- Born: 29 August 1936 (age 89) Paris, France
- Education: Conservatoire de Paris
- Occupations: Composer; Conductor; Academic teacher;
- Organizations: Orchestre philharmonique de Radio France; Conservatoire National Supérieur de Musique;
- Awards: Grand Prix National de la Musique
- Website: Official website

= Gilbert Amy =

French composer and conductor

Gilbert Claude Adolphe Amy (born 29 August 1936) is a French composer and conductor.

==Career==
Born in Paris, Amy entered the Conservatoire de Paris in 1954, where he was taught and influenced by Olivier Messiaen and Darius Milhaud and studied piano with Yvonne Loriod and fugue with Simone Plé-Caussade. His first composition (Œil de fumée) dates from 1955. In 1957 he met Pierre Boulez, under whose direction he composed his Piano Sonata. A year later Boulez commissioned from him a work called Mouvements, which was performed in Darmstadt by the Orchestre du Domaine musical. From 1958 to 1961 he attended the Darmstädter Ferienkurse given by Karlheinz Stockhausen, and developed a style highly influenced by the trend of serialism.

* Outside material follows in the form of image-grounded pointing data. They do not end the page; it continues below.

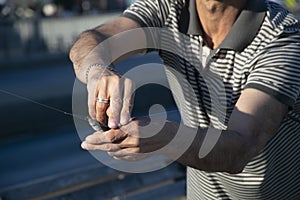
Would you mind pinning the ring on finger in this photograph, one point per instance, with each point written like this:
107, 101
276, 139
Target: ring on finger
103, 100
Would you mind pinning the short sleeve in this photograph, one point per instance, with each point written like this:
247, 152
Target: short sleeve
277, 72
148, 13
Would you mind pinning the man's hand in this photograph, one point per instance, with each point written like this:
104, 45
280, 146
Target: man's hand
106, 84
133, 141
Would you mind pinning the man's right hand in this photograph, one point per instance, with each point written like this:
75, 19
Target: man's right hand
105, 84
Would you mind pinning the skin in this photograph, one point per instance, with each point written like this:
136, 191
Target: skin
255, 118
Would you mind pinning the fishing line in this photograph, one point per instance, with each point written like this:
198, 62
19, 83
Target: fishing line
95, 124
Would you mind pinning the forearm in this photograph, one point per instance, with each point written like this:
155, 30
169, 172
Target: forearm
93, 47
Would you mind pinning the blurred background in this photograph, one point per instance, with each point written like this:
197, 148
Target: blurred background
40, 154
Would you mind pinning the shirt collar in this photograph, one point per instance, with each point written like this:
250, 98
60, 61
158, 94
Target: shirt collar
241, 34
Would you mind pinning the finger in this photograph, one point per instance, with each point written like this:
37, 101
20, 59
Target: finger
116, 94
128, 98
109, 147
111, 136
92, 95
101, 107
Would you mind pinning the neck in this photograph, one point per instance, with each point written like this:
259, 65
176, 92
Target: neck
217, 17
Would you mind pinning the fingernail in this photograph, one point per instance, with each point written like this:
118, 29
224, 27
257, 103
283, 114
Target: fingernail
124, 120
112, 124
83, 145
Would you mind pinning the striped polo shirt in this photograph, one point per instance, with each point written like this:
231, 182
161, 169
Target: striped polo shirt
261, 51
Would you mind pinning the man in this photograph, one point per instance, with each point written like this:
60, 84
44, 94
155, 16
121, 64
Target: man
254, 47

In 1962 Jean-Louis Barrault named him adjunct music director of the Odéon Theater in Paris. At the same time he undertook a career as conductor in Europe and Argentina. Between 1967 and 1973 he was the director of the Domaine Musical, succeeding Pierre Boulez. From 1973 to 1975 he was music advisor to ORTF and worked to "reform" the music heard on the radio. From 1976 to 1981, he was music director of the Nouvel Orchestre Philharmonique of Radio France. In 1984, Amy succeeded Pierre Cochereau as Director of the Conservatoire National Supérieur de Musique at Lyon, while continuing to compose music. His notable students include Micheline Coulombe Saint-Marcoux and Jeffrey Brooks.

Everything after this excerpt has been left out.